Nonhyperbolic velocity analysis and improved demultiple for seismic data
Abstract
Reflection seismology is a widely used geophysical method to image and delimit underground oil and gas prospects using seismic data illumination from the surface. The collected information in acquisition contains reflected energy that is used to build a time or a depth image of the subsurface, but is also corrupted with undesired components like multiple reflections and random noise.
The success of seismic imaging heavily relies on building a velocity and anisotropy models that reflect the subsurface features to improve the resolution of the migrated sections. In this thesis, an automatic workflow for nonhyperbolic velocity analysis is presented to estimate the moveout parameters (velocity and anellipticity) in an efficient way using an accurate traveltime approximation, combined with efficient parameter sampling and highresolution coherency estimators that detect the reflected events in the gathers.
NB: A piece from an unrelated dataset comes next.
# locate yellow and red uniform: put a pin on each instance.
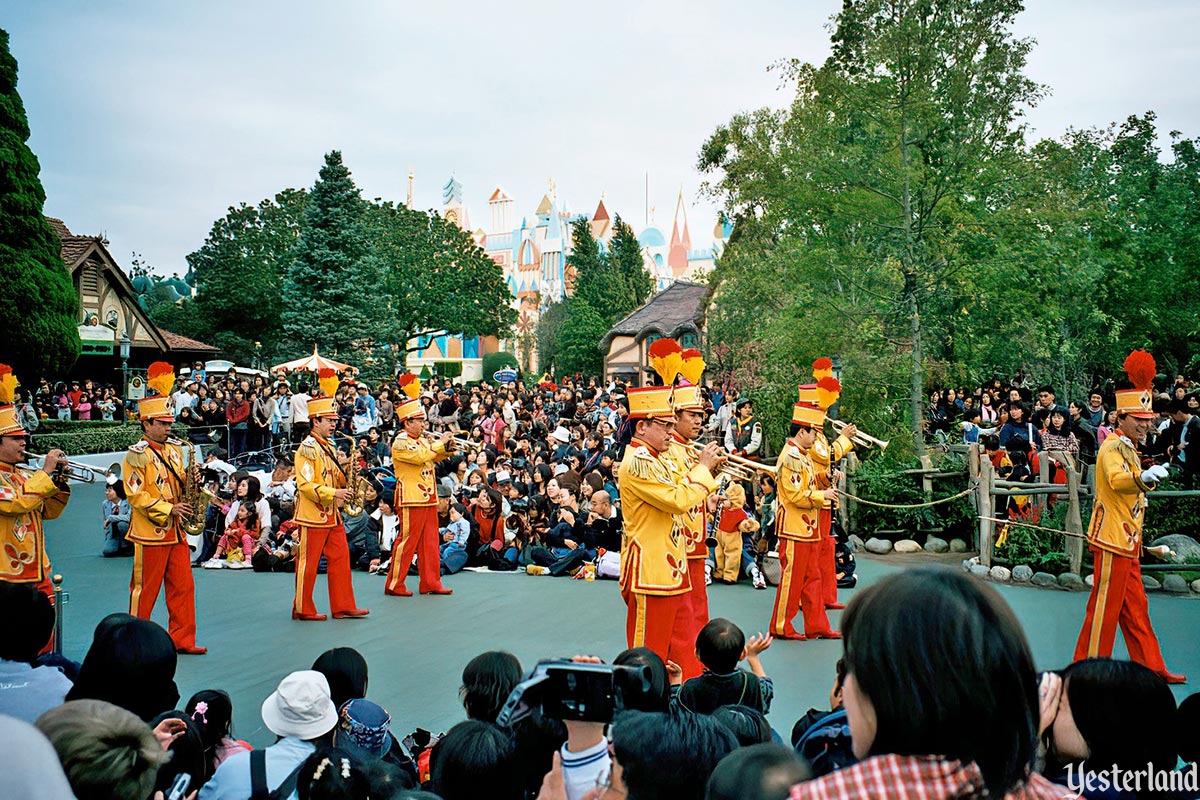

The proposed estimators are based on differential semblance and use optimal trace sorting to improve resolution in moveout and residual moveout spectra that helps in enhanced parameter tracking.
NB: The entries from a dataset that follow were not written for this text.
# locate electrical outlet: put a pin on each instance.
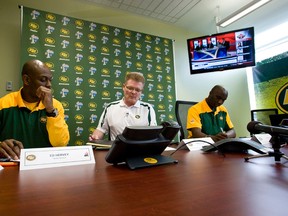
(9, 86)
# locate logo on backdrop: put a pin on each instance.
(282, 98)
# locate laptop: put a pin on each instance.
(280, 120)
(276, 119)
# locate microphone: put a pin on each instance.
(257, 127)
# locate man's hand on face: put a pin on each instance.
(45, 95)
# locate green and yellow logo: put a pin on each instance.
(127, 33)
(92, 81)
(79, 45)
(33, 26)
(79, 23)
(157, 49)
(64, 31)
(117, 62)
(150, 76)
(139, 65)
(92, 105)
(149, 57)
(50, 40)
(79, 142)
(78, 68)
(161, 107)
(151, 96)
(79, 117)
(167, 59)
(92, 58)
(106, 94)
(160, 87)
(148, 38)
(117, 83)
(158, 67)
(105, 28)
(64, 79)
(78, 92)
(92, 36)
(65, 104)
(168, 78)
(282, 98)
(116, 41)
(170, 97)
(64, 54)
(91, 129)
(50, 17)
(166, 42)
(105, 50)
(138, 45)
(128, 53)
(105, 71)
(32, 50)
(50, 65)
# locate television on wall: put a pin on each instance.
(222, 51)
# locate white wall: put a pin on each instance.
(188, 87)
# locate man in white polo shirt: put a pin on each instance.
(129, 111)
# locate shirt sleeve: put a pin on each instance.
(153, 121)
(57, 128)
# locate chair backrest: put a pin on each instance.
(181, 110)
(262, 115)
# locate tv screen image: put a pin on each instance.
(222, 51)
(141, 146)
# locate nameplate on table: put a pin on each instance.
(38, 158)
(195, 144)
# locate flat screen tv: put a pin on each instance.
(141, 146)
(222, 51)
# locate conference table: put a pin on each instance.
(199, 184)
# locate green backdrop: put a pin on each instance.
(89, 62)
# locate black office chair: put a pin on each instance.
(181, 110)
(262, 115)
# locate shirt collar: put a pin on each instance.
(20, 101)
(122, 104)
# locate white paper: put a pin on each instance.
(195, 144)
(37, 158)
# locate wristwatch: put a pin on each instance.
(54, 113)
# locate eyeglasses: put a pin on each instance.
(130, 88)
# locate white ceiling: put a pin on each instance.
(199, 15)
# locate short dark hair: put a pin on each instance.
(136, 76)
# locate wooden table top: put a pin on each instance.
(200, 184)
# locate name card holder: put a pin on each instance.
(38, 158)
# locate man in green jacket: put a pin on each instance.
(31, 117)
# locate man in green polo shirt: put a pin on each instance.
(31, 117)
(209, 118)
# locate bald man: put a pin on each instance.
(209, 118)
(31, 117)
A modified version of the parabolic Radon transform is also presented with applications to multiple subtraction and trace interpolation. The transform is computed using a minimum-norm solution to an under-determined inverse problem solved by means of a singular value decomposition of a frequency-independent operator. This has benefits like improved separation of primaries and multiples when they severely intefer and preservation of amplitudes along the primaries after demultiple better than do the commonly used frequency-domain high-resolution parabolic Radon transforms.
The presented methods are later applied to a shallow long-offset marine dataset that exhibits amplitude variations with offset (AVO) and have multiple energy in the gathers. The applied sequence leads to improved demultiple and a better amplitude preservation of the primary reflections that is needed for AVO analysis.